Remembering this conversation as I heard the dad and his boy, I thought about the subtle ways we contradict our own convictions. Like me, that dad probably wants very much for his children to know Jesus and that is one of the reasons that he is in church. And yet, we as parents are in such a habit of asking our kids, "Did you have fun?" that we don't even realize we are reinforcing the wrong idea.

No one wants church to be a turn off for kids, but it isn't meant to be about entertaining them either. As we walked out of church last Sunday, the sermon about worship was fresh in our memories. Our pastor hammered in on the idea that worship is not about pleasing the congregant, it is about pleasing God. 

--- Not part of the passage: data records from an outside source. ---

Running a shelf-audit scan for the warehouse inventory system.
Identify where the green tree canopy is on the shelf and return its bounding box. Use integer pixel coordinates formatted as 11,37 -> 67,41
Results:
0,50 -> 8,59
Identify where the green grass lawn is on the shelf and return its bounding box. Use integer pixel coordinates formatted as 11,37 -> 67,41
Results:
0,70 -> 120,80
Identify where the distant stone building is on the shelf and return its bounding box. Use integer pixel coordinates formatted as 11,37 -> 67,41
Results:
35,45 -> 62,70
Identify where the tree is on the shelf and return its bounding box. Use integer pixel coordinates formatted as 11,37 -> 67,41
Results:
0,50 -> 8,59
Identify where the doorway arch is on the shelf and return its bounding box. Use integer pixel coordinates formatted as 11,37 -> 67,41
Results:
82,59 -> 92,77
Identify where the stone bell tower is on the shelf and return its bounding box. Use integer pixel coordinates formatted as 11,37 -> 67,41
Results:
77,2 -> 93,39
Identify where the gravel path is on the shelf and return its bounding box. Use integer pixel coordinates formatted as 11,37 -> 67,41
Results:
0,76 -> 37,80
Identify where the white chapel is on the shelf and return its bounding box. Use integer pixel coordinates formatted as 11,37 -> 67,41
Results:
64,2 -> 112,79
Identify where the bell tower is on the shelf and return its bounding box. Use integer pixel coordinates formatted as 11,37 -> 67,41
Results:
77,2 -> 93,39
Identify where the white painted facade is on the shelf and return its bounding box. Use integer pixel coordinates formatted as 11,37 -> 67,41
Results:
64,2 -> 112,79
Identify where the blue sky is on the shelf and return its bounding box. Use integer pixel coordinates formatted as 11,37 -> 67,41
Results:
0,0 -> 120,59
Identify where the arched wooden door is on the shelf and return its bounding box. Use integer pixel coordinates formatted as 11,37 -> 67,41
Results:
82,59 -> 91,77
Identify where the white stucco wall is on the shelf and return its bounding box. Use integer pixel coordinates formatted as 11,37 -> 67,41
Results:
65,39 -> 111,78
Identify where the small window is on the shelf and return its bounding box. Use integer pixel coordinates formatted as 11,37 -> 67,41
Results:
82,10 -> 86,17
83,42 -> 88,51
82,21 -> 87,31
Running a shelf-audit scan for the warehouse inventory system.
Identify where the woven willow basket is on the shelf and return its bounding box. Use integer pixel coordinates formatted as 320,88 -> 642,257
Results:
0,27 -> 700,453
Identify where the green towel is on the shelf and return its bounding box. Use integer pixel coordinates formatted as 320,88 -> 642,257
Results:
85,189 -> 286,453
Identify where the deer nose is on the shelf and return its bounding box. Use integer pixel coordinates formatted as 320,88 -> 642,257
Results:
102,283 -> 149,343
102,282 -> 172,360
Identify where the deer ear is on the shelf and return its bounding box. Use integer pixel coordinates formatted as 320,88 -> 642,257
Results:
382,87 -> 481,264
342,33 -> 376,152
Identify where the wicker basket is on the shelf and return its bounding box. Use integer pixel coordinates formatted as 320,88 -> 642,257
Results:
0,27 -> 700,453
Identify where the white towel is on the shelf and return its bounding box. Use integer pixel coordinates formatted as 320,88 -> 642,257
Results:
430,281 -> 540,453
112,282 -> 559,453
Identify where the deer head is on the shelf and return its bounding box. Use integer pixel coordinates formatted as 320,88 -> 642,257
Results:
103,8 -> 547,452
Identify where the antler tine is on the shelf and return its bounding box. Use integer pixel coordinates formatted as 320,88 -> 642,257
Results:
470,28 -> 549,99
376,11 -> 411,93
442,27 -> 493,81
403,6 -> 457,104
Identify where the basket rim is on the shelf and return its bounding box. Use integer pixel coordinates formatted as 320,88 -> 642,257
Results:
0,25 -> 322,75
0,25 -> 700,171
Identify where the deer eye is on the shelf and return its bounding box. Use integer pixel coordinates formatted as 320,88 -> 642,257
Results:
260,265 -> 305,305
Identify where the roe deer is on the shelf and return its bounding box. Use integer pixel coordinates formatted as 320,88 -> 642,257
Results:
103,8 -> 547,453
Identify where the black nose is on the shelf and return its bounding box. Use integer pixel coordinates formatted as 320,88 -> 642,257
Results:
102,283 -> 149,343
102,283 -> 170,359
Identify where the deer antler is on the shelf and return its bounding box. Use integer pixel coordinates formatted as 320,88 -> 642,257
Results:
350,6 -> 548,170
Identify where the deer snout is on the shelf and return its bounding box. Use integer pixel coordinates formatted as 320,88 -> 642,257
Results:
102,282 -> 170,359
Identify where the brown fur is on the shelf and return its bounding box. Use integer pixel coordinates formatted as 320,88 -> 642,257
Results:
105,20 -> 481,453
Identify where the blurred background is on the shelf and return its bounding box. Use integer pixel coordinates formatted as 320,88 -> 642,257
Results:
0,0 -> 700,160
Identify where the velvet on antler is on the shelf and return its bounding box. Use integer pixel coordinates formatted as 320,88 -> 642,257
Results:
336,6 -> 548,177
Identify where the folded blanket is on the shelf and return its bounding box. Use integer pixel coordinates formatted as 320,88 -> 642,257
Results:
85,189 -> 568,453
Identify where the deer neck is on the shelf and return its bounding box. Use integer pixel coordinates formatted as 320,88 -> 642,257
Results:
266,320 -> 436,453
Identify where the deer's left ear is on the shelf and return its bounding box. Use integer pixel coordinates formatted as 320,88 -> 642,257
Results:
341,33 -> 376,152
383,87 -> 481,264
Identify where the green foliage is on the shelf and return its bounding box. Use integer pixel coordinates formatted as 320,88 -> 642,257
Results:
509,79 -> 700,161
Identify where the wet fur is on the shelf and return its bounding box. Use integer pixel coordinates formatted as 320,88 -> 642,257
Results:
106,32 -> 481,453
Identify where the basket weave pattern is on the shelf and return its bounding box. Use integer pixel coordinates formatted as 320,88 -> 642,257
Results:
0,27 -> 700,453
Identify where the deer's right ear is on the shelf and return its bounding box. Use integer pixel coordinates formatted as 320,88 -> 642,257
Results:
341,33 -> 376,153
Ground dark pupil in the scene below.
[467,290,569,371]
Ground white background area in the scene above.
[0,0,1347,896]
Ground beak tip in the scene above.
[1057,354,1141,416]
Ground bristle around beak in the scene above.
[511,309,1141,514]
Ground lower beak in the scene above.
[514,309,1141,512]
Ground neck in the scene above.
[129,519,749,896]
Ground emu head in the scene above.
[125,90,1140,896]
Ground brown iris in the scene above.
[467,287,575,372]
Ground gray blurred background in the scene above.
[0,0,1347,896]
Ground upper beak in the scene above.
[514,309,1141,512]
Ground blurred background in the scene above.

After-church conversations aren't always easy. We ask, "What did you learn about God?" and often the kids give a less-than-thrilling response. Still, we need to fight the urge to wonder if they are having fun and we need to resist the idea that the level of "fun" that they enjoy at church is a helpful measure of the value of the morning.

What do you ask your kids as you head home after church? Are you intentional about following up on what they are learning about God?


Pam said...

hey amy - i found you! :-)

this was a very thought provoking post. i loved it.

great to see you tonight!


Sharon said...

You are right on the money with this one. I usually try to ask them something about what the story was about, and then we talk a bit more about that. I like it when they can actually remember! But, sometimes they just can't. That's when I'm so glad I have a chat to the teachers after each class so I know what they were teaching about and what the story was based on. A little prompt can go a long way.

Joshua has just started at Anchor Boys on Monday nights and one of the things they get "points" for, such as correct uniform, is attendance at church on Sunday and if they can recall something of the Sunday school lesson (or sermon, if there's no Sunday school). It's great to see him recalling stories the next day and then later in the week talking about it when we look at their Sunday school artworks on the fridge or whatever.

~ Sharon

Mrs. Edwards said...

It is a great habit to chat with the teachers when you pick up. I think it keep teachers focused, too, knowing that parents are following up. My 3rd grade parents rarely ask me anything about the class other than, "How is my son behaving?" I wish they cared more about what I'm teaching their kids.

Although I don't do it every week, as a Sunday school teacher I often tell the kids, "This is what you tell your parents!" when I emphasis the main point or principle of the morning.

At the end of the 3rd grade year, I challenge the kids to develop a habit of daily Bible reading and prayer and give them a prayer journal with a talk about devotions. I had one mom tell me, "We'll try! It is pretty busy in the summer!" as her daughter stood by listening. I found that sad, but it reflects our adult attitude toward spiritual formation. It is a secondary, not primary, focus of our lifestyle.

Your comment motivates me to follow up more with my kids teachers. Thanks!

mom24 said...

EXACTLY! I don't think that parents even realize that this is what they are doing. I am glad that our church sends home the student's work (and a summary sheet with the littler ones) so that dh and I can prompt them to remember. This way we can also look for ways to incorporate the lesson into their lives at home. I don't ever want church to be just a place that is just a break from than home or someplace to be entertained.
It also reminds me of why I'm glad that I homeschool! I don't like to feel 'separate' from what my kids are learning and I must never feel like (or let them think) that it's just babysitting!

Mrs. Edwards said...

Hi Andrea-
Since I wrote this post, I've been more aware of how often I ask my kids, "Did you have fun?" about all sorts of things. Even in our homeschool co-op I'm noticing that I tend to ask kids, "Was it fun?" rather than, "What did you learn?"

I'm trying to change my habits!

Ruth said...

Great post. I have definitely thought about this before, but still catch myself asking, "Did you have fun?". It's great to know that other parents are also thinking like this, and to be encouraged and spurred on.